Now let me turn to another crucial element linked to VAT: Revenue. VAT currently accounts for over 20% of Member States' income. There is no question that it has a vital role to play in their consolidation efforts, particularly at this time.
We therefore need to ensure the quality and stability of this revenue.
When presenting the taxation aspects of the Annual Growth Survey, two weeks ago, I suggested that Member States should examine how they can broaden their tax bases and close tax gaps. Today's Communication not only reinforces this message, but also provides the roadmap to do so.
Limiting the use of reduced VAT rates and exemptions could provide Member States with important new revenue, without burdening their citizens with further standard rate increases.
In fact, our studies show that if all reduced rates were removed, the standard rate could actually be reduced by up to 7.5 percentage points in some cases, without any impact on overall revenues.
Moreover, the fragmentation of the Internal Market caused by the different national approaches would be considerably reduced.
Let me be clear: today's Communication is not about eliminating reduced rates and exemptions.
But it is about going back to the drawing board and looking carefully to see which ones can be justified.
We set out the principles to guide such an assessment, and will take the work forward on this basis, starting next year. This will be done in close cooperation with Member States and other stakeholders.
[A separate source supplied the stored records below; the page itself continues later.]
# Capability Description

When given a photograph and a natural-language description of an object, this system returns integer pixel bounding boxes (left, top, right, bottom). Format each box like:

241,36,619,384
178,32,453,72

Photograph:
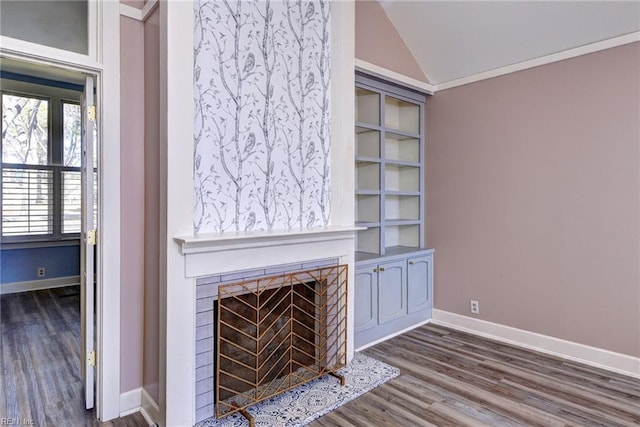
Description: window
0,79,82,242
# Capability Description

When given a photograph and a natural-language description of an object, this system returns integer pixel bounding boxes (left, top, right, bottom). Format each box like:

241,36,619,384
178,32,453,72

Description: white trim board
120,387,142,417
0,276,80,295
355,58,436,95
120,3,142,21
433,31,640,92
140,388,160,426
120,387,160,426
354,319,432,351
432,309,640,378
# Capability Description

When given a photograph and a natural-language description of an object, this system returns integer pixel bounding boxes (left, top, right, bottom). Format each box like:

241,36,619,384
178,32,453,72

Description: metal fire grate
216,265,347,424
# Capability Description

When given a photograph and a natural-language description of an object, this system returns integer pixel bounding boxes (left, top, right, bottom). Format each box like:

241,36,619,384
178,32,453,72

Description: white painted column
159,1,195,426
97,1,121,421
330,1,355,360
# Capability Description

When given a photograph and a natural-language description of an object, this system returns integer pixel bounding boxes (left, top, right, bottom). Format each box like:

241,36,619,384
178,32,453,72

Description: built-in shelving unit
354,74,433,348
355,75,424,261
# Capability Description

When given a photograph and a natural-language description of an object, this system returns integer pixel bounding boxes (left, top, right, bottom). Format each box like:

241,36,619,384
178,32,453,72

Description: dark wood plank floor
310,324,640,427
0,286,148,427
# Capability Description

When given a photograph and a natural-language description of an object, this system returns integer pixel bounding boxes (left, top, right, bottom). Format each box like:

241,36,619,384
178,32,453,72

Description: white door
80,77,96,409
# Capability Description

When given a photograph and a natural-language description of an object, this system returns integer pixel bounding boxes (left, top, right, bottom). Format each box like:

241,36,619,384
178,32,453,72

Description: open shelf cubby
356,194,380,223
384,95,421,134
384,132,420,162
356,126,380,158
384,163,421,191
356,161,380,190
356,88,380,126
384,194,420,221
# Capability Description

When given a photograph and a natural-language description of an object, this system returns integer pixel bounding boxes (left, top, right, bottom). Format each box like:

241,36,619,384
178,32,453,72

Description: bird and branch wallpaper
194,0,331,233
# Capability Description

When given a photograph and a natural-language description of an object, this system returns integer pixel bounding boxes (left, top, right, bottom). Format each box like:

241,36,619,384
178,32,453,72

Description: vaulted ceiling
379,0,640,84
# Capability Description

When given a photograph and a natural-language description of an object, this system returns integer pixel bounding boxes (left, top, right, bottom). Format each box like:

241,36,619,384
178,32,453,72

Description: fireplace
190,251,353,424
215,265,347,419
Another important problem to tackle if we want stable revenues is fraud. It robs the public purse of billions of euros every year, and the current system is not sufficiently equipped to tackle this. Fraud is almost impossible to eliminate, but we can take stronger measures to deter, detect and react to it.
Member States must play their part by reinforcing their administrative capacity to stop fraud. The Commission will monitor the effectiveness of national measures, provide benchmarks and highlight areas for improvement.
At EU level, we will strengthen the instruments that have already been created, such as Eurofisc and the automated access to information. We will also create new anti-fraud tools such as a quick reaction mechanism for when fraud is suspected, and a platform for the better exchange of information on cross-border cases.
Finally, I will just mention that the long debate over whether to change the VAT system to one based on taxation at origin has led us to conclude that this will not be attainable. We will therefore focus our efforts on creating a properly-functioning destination-based system.
To conclude, the reform of our VAT system is not a 100 metre sprint, but a long-distance run. Changes will have to be gradual and steady, to avoid any risk to Member States' revenues or sudden adjustments for businesses. This is not to say, however, that we cannot see the finishing line. I have my sights firmly set on an EU VAT system which is easy to comply with, brings in quality revenue, and is well protected against fraud. Today's Communication is a major step in that direction, and the starting point for substantial improvements that lie ahead.